On the evening of that first day of the week, when the doors were locked, where the disciples were, for fear of the Jews, Jesus came and stood in their midst and said to them, “Peace be with you.” When he had said this, he showed them his hands and his side.  The disciples rejoiced when they saw the Lord.  Jesus said to them again, “Peace be with you.” (Jn 20:19-21a)

How do we define peace?  Politically, it can defined  as an “absence of conflict.”  If we are busy at work, it might mean “no interruptions.”  Some parents might equate peace with their kids being asleep or at their grandparents for the night.  Peace happens to some people when their cell phone finally runs out of batteries or when a power outage knocks out the internet and the television.  Oftentimes we actually “seek” peace in different ways.  We can seek it by going to a quiet room, finding a secluded tree in the park, or going on a vacation to the mountains or a quiet island.

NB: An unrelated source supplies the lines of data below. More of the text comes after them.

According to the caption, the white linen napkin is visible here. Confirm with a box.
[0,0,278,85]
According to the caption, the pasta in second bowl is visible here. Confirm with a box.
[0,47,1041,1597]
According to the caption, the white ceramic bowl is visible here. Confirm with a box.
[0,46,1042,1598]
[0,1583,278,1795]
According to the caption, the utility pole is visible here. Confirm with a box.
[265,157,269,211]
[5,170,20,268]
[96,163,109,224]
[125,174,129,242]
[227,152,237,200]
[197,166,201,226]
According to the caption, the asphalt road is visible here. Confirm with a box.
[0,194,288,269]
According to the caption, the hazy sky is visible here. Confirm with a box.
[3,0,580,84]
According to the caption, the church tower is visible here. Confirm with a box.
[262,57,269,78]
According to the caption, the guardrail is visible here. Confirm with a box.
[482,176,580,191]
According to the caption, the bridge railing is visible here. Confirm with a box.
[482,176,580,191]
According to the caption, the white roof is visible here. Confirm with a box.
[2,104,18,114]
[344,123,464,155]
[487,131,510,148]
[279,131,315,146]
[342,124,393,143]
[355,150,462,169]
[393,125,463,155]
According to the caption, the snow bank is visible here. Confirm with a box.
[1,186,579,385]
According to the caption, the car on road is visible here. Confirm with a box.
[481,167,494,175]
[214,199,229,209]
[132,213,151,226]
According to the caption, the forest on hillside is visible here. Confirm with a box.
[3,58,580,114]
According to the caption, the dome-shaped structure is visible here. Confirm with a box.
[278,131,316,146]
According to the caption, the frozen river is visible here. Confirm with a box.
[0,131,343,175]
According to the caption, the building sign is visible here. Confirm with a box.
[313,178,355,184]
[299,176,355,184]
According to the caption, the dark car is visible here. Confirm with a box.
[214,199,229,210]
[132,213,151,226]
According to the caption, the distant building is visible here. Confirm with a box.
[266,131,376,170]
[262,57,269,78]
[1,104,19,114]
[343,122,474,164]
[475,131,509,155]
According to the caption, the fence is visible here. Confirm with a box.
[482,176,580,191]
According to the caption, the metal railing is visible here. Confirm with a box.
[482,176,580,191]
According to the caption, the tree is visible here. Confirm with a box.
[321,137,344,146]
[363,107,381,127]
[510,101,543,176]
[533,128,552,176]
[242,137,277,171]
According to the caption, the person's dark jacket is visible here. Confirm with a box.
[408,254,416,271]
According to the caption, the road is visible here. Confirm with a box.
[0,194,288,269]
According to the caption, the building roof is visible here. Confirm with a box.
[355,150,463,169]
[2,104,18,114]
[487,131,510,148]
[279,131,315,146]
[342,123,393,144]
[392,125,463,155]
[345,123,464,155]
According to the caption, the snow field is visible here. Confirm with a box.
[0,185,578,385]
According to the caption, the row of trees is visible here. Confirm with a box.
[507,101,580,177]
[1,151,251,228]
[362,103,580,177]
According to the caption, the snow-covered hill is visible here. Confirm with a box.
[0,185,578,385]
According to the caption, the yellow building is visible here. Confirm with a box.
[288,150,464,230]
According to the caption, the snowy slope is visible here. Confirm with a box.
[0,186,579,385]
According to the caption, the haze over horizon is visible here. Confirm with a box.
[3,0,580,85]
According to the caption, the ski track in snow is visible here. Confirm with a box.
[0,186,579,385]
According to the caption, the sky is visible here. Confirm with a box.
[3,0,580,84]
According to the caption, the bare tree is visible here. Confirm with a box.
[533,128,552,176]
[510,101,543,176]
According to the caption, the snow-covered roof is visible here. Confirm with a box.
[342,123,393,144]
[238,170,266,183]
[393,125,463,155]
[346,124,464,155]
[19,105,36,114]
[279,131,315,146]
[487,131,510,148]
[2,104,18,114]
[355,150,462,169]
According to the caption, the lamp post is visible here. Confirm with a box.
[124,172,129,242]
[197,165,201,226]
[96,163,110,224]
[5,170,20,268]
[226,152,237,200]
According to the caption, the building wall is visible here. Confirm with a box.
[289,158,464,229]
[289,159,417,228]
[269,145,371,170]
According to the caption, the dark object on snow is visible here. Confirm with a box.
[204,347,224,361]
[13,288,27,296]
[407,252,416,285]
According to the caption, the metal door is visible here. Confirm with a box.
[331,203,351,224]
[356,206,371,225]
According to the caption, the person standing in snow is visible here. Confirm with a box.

So why does Jesus say that He gives us peace “not as the world gives.”  What does He mean?  I guess the obvious thing is that He doesn’t mean it in the ways I’ve described above.  Generally, when Jesus says that something is not “of the world,” then He’s saying it’s from somewhere “out of the world”:  from Heaven.  So what is it about this Heavenly peace?  What makes it different from worldly peace?  The answer can be found in places where earthly peace meets Heavenly peace.  Many of us have gone on spiritual retreats.  We know that this time can be important by allowing us to remove ourselves from the world of distractions and concentrate on the most important things.  But we don’t just retreat from noise into quiet.  We retreat from the temporal world to seek eternity.  The peace of Christ isn’t found by an absence of conflict, interruptions, noise or technology.  The peace of Christ is a gift given to those who seek Christ.

I’ve said it before and I’ll say it again.  The peace of Christ comes from Christ.  And if we want His peace, it’s there waiting for us in the quiet contemplation of Christ in the Blessed Sacrament of the Eucharist.  On Tuesdays from 4:45pm – 5:45pm, Christ is visible in the monstrance for Adoration in in St Stephen Church.  On Thursdays from 7:00am – 8:00am, He is visible for Adoration in St Henry Church.  Before Mass, we can spend some time to experience His peace.  After Mass, we can linger and spend some time to experience His peace.  Over at Holy Name Parish, Christ is present 24/7/365 in the Adoration Chapel on the corner of Palmer and LaSalle Place.

After you’ve tried all the other ways to peace, seek the peace that the world can’t give.  It’s the peace of eternity.  And it’s found in Christ.  And not only is it the peace the world can’t give;  it’s the peace the world can’t take away.